I used 3 : 200 as that's the odds in my rules. On a natural 20 you roll d10 to confirm and on 8-9-0 you've done 2x-3x-4x respectively.
And yes, I grant that this change does away with the rare but extra impressive crits. That's the necessary trade-off. Can't win 'em all. I personally think that simplicity, efficacy (crits always feel strong) being at least kinda-sorta tradition-like,

You could, of course, then tack on another rule if you want to still have some impressive crits. That's the final piece of 4e's crit rules (which I would not have expected 5e to copy). Specifically, you get some bonus d6s equal to the enhancement bonus of the weapon you're using, at least in 4e.

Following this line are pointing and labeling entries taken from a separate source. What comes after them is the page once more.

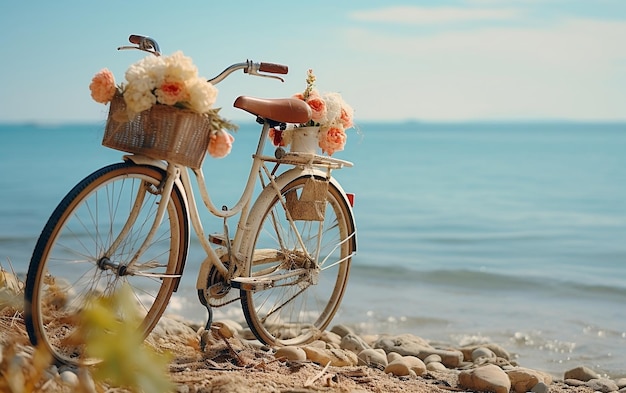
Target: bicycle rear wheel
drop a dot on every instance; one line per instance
(306, 279)
(73, 261)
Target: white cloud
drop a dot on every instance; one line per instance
(569, 70)
(434, 15)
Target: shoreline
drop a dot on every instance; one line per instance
(225, 359)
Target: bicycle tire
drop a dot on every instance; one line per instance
(66, 267)
(297, 313)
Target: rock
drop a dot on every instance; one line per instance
(223, 330)
(373, 358)
(603, 385)
(574, 382)
(410, 345)
(332, 339)
(432, 358)
(435, 366)
(9, 282)
(540, 388)
(69, 378)
(488, 378)
(581, 373)
(495, 348)
(317, 344)
(336, 357)
(341, 330)
(353, 343)
(391, 356)
(523, 380)
(482, 352)
(399, 367)
(415, 364)
(290, 353)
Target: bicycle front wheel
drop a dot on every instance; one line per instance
(86, 248)
(300, 260)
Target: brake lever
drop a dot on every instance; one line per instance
(257, 73)
(145, 44)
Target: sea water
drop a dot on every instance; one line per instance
(507, 233)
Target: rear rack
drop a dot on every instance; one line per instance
(310, 159)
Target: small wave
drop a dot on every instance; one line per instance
(488, 281)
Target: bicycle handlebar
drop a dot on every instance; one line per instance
(149, 45)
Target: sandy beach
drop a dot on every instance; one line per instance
(225, 359)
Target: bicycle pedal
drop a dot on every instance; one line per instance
(218, 238)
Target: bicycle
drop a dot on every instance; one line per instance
(130, 222)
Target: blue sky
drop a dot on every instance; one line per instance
(445, 60)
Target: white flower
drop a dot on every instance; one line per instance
(333, 108)
(202, 95)
(138, 95)
(181, 67)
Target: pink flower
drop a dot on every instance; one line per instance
(171, 92)
(220, 144)
(347, 114)
(334, 139)
(277, 137)
(102, 86)
(318, 107)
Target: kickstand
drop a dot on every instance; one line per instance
(210, 319)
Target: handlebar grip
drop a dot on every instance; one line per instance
(273, 68)
(135, 39)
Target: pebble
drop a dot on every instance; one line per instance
(290, 353)
(581, 373)
(69, 378)
(410, 345)
(336, 357)
(488, 378)
(353, 343)
(602, 385)
(435, 366)
(479, 368)
(482, 352)
(376, 358)
(540, 388)
(398, 367)
(432, 358)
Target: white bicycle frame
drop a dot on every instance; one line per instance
(304, 164)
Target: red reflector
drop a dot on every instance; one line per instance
(351, 199)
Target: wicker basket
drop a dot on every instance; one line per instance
(162, 132)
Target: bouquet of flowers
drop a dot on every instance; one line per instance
(167, 80)
(330, 113)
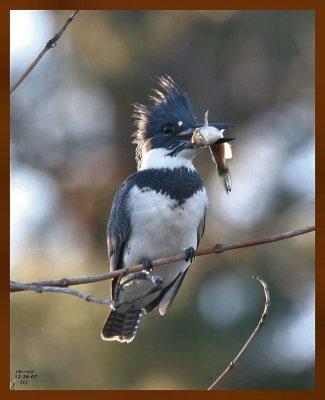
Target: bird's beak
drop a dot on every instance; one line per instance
(219, 126)
(224, 140)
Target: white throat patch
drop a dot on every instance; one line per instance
(158, 158)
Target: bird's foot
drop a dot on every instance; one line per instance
(189, 254)
(147, 264)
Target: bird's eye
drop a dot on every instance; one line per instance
(168, 129)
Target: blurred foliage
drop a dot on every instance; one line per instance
(71, 149)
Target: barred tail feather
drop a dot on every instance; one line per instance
(122, 326)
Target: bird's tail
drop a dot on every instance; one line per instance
(122, 326)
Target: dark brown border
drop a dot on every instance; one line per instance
(319, 7)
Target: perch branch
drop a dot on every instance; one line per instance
(259, 325)
(72, 292)
(49, 45)
(216, 249)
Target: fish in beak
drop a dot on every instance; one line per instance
(211, 135)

So if you have a +3 weapon, when you crit with it, you maximize that attack's damage dice, and then roll 3d6. (This also makes up for the missing (Y+1) part from the equation above, incidentally.) That could result in an extremely impressive crit....or merely a really solid one if you roll poorly on those d6's.

For your stuff, perhaps indefinitely exploding d6s would be better (or "very high cap", e.g. like max of 10d6 bonus). That is, roll a 6, you get to roll another die, keep doing that until you roll something that isn't 6. You can theoretically do a bazillion damage, so there's still that roulette-like element I know you prioritize, but even if you roll a 1 on that first (and thus only) d6, you still got a solid baseline. Every crit matters, but some will matter A LOT.
That could work, though is less efficient rolling-wise than a simple d20-d10 sequence.
Naturally, I imagine such rules would also apply to creatures attacking PCs.
Naturally. :)
 

I show otherwise every time I sit at the table, and have for many years. The books (any books) are packages of convenient options, and I don't ever treat anything in them as gospel.

Well, gospel is hyperbole. I’m just saying that, until told otherwise, when someone talks about D&D, I’m gonna assume the races and classes that appear in the PHB. And plenty of others do, too.